Obviously, the one you love is the most beautiful person, for you, in the world. Here, I’m talking about women I love. Implicitly, I love my mom the most and she’s plainly the most beautiful woman. But, given her divine and revered figure, I’m not bringing her here to my discussion. So, she’s excluded.
Beside mom, my sister (Mira) was the only woman I loved until she got married and started her conjugal life. And obviously, she took the crown of the most beautiful woman ever in my mind. I was in adolescence and obviously she was the second one (first is mother!) to inspire my feelings for females. But, as she left us for her husband’s home after marriage, I felt something my own was taken away from me. Yes, she left us for someone else and I was left crying. It might be one of the very rare occasions I’ve collapsed in tears.

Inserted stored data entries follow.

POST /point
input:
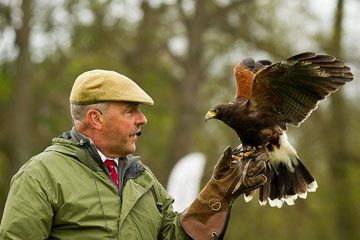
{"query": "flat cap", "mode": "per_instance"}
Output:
(106, 86)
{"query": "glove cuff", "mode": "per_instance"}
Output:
(201, 222)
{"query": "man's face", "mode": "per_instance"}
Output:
(122, 122)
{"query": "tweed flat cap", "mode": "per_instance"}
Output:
(106, 86)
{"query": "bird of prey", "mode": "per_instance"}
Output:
(268, 98)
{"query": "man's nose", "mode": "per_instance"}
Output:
(140, 119)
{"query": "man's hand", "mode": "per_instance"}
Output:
(206, 218)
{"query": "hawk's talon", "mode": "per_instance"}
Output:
(248, 151)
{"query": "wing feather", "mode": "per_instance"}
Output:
(295, 86)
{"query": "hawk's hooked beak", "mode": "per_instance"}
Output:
(210, 114)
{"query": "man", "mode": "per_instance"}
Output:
(87, 185)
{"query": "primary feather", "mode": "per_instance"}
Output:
(270, 96)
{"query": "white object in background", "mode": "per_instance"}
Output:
(185, 178)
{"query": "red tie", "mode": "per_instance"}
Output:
(111, 165)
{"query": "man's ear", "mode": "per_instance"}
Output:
(95, 119)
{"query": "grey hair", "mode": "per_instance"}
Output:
(78, 112)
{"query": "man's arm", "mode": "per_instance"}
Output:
(207, 217)
(28, 213)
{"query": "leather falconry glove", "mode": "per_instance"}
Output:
(207, 217)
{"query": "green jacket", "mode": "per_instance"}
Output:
(65, 192)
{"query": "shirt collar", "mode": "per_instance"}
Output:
(103, 157)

She’s no longer the most beautiful woman.
Then who else now?!
Years after my sister left us for her married life, I came to love a girl (love is deliberately done, it never happens itself) who I’ve been talking about in my blog. She’s the first woman ever I love outside my family. I do love her so I find her beautiful, actually stunningly beautiful. The crown of the most beautiful woman ever is thus now bestowed upon her. She’s ravishingly gorgeous for me, but actually she might not be so for others. It’s love that shapes one’s thoughts. You know what she’s become to me: I love her only behind my mom.
I know, it’s my feelings (love) which ‘occasions’ her to appear beautiful.